Aus diesen Gründen hat der Gerichtshof (Dritte Kammer) für Recht erkannt:

1.      Art. 7 Abs. 4 der Richtlinie 2008/115/EG des Europäischen Parlaments und des Rates vom 16. Dezember 2008 über gemeinsame Normen und Verfahren in den Mitgliedstaaten zur Rückführung illegal aufhältiger Drittstaatsangehöriger ist dahin auszulegen, dass er einer nationalen Praxis entgegensteht, nach der ein Drittstaatsangehöriger, der sich illegal im Hoheitsgebiet eines Mitgliedstaats aufhält, bereits deshalb eine Gefahr für die öffentliche Ordnung im Sinne dieser Vorschrift darstellt, weil er der Begehung einer nach nationalem Recht als Straftat geahndeten Handlung verdächtigt wird oder wegen einer solchen Tat strafrechtlich verurteilt wurde.

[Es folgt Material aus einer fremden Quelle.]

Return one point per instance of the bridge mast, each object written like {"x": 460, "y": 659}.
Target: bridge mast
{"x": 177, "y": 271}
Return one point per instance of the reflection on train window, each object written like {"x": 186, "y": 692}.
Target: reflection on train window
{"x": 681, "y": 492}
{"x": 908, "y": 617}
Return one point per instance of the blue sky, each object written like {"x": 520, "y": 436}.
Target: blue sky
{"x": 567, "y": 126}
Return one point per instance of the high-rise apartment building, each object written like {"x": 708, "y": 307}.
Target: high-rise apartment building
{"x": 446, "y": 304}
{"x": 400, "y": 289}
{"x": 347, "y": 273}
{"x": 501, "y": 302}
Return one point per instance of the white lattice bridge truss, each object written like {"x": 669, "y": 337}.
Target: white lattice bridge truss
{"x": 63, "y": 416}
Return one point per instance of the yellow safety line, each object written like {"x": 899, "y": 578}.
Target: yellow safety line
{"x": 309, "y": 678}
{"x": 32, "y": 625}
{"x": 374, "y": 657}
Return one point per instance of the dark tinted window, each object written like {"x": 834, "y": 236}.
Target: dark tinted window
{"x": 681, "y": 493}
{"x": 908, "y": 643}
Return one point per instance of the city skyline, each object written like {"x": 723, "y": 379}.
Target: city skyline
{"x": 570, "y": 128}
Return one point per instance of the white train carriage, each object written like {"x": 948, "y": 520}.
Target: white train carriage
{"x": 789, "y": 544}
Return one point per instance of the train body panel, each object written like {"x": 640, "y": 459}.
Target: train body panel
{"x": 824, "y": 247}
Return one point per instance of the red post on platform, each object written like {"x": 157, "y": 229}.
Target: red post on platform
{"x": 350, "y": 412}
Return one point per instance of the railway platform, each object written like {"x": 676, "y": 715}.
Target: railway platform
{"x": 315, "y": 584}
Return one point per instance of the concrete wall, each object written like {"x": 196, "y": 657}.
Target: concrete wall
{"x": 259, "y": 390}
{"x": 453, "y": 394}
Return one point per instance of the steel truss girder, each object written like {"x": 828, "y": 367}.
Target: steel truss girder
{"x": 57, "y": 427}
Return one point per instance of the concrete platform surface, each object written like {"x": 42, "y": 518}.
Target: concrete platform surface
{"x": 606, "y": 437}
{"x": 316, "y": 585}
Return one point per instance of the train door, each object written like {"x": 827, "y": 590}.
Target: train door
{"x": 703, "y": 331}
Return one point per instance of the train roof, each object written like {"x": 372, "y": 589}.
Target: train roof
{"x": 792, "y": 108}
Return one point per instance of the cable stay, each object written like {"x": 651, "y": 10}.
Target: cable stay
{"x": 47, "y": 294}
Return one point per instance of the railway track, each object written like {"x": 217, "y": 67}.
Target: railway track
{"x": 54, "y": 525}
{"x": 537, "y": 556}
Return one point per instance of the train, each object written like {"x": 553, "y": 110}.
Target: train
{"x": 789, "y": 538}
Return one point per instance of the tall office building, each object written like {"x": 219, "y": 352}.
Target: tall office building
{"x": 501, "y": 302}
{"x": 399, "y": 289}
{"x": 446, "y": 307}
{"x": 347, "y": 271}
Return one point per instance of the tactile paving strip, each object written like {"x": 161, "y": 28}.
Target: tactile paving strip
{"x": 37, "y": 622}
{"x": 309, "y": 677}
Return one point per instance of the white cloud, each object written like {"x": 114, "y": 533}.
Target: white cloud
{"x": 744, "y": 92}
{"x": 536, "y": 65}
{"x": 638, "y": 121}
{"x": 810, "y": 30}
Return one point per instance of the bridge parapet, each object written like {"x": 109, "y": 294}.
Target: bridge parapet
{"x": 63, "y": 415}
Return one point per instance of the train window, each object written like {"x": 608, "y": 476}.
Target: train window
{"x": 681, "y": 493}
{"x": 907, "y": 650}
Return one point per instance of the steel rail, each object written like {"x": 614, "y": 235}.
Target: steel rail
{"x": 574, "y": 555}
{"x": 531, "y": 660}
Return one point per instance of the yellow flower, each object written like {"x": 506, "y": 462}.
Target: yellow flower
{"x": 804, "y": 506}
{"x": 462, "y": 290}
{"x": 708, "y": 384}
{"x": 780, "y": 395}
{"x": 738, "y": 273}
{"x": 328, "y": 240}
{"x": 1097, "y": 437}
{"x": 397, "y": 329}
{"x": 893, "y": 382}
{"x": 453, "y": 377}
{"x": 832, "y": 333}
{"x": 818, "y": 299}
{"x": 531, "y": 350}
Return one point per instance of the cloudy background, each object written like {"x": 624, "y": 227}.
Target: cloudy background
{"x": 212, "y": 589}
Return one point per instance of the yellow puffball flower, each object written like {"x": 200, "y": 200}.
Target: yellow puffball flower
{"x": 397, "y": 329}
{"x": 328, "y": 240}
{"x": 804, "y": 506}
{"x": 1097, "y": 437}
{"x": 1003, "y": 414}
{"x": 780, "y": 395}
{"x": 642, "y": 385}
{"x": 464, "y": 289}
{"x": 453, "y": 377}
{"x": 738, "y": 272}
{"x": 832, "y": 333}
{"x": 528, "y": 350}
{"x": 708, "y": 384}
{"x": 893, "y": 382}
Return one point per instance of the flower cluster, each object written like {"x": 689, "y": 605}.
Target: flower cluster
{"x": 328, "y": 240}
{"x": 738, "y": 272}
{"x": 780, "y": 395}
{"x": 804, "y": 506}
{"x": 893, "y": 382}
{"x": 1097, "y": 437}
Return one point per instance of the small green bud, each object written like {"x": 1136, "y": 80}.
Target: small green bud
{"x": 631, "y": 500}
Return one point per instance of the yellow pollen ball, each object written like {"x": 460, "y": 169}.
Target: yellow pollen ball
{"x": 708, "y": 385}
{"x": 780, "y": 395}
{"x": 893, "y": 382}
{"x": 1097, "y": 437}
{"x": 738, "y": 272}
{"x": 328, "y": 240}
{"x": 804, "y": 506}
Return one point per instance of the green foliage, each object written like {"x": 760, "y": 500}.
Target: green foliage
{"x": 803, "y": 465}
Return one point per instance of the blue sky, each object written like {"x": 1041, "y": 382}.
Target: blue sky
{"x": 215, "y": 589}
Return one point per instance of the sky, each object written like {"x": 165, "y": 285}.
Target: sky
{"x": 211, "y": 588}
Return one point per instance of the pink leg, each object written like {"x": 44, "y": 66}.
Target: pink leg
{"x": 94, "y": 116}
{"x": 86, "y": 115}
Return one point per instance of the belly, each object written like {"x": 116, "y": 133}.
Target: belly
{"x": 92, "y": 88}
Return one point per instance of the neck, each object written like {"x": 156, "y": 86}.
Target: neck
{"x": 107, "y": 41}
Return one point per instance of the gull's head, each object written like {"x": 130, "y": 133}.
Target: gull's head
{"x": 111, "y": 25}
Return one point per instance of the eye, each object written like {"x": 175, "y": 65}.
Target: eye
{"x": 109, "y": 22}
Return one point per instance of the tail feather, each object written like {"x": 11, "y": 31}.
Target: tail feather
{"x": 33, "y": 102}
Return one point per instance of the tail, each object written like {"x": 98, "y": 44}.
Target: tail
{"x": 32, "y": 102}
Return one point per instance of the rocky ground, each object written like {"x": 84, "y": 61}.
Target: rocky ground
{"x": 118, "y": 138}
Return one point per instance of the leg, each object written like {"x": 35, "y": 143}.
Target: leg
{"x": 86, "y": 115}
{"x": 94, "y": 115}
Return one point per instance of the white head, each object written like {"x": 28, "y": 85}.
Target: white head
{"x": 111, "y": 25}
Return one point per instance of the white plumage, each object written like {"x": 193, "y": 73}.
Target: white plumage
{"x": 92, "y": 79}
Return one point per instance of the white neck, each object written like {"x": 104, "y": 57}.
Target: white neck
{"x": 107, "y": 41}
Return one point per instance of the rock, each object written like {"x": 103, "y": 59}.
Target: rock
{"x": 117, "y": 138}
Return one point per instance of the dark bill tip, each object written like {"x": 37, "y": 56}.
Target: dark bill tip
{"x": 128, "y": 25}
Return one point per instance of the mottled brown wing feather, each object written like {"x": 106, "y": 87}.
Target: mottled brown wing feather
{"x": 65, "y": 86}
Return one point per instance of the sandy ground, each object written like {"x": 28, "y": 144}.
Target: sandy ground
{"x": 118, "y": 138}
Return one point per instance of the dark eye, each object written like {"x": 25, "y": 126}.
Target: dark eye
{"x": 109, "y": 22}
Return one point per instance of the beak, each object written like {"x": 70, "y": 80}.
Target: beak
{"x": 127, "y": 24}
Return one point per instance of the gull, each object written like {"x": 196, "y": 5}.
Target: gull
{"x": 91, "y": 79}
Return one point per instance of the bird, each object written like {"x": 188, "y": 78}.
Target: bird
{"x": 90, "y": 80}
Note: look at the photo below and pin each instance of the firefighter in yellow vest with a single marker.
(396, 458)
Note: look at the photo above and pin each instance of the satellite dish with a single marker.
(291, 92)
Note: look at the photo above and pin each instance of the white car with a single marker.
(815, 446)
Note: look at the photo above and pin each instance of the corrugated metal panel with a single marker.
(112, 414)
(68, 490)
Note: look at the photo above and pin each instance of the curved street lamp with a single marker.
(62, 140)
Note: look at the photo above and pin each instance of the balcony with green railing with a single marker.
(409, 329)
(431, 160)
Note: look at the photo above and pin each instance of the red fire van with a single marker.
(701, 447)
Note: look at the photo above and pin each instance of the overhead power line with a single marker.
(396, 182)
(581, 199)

2.      Art. 7 Abs. 4 der Richtlinie 2008/115 ist dahin auszulegen, dass im Fall eines Drittstaatsangehörigen, der sich illegal im Hoheitsgebiet eines Mitgliedstaats aufhält und verdächtigt wird, eine nach nationalem Recht als Straftat geahndete Handlung begangen zu haben, oder wegen einer solchen Tat strafrechtlich verurteilt wurde, andere Kriterien wie die Art und die Schwere dieser Tat, der Zeitablauf seit der Tatbegehung sowie der Umstand, dass dieser Drittstaatsangehörige dabei war, das Hoheitsgebiet dieses Mitgliedstaats zu verlassen, als er von den nationalen Behörden festgenommen wurde, im Rahmen der Beurteilung der Frage, ob dieser Drittstaatsangehörige eine Gefahr für die öffentliche Ordnung im Sinne dieser Bestimmung darstellt, maßgeblich sein können. Im Rahmen dieser Beurteilung ist gegebenenfalls auch jedes Kriterium maßgeblich, das die Stichhaltigkeit des Verdachts der dem betreffenden Drittstaatsangehörigen vorgeworfenen Straftat betrifft.

3.      Art. 7 Abs. 4 der Richtlinie 2008/115 ist dahin auszulegen, dass der Rückgriff auf die in dieser Bestimmung vorgesehene Möglichkeit, gar keine Frist für die freiwillige Ausreise zu gewähren, wenn der Drittstaatsangehörige eine Gefahr für die öffentliche Ordnung darstellt, keine erneute Prüfung der Kriterien erfordert, die bereits geprüft wurden, um das Bestehen dieser Gefahr festzustellen. Jede Regelung oder Praxis eines Mitgliedstaats in diesem Bereich muss jedoch gewährleisten, dass im Einzelfall geprüft wird, ob das Fehlen einer Frist für die freiwillige Ausreise mit den Grundrechten dieses Drittstaatsangehörigen vereinbar ist.

Unterschriften


* Verfahrenssprache: Niederländisch.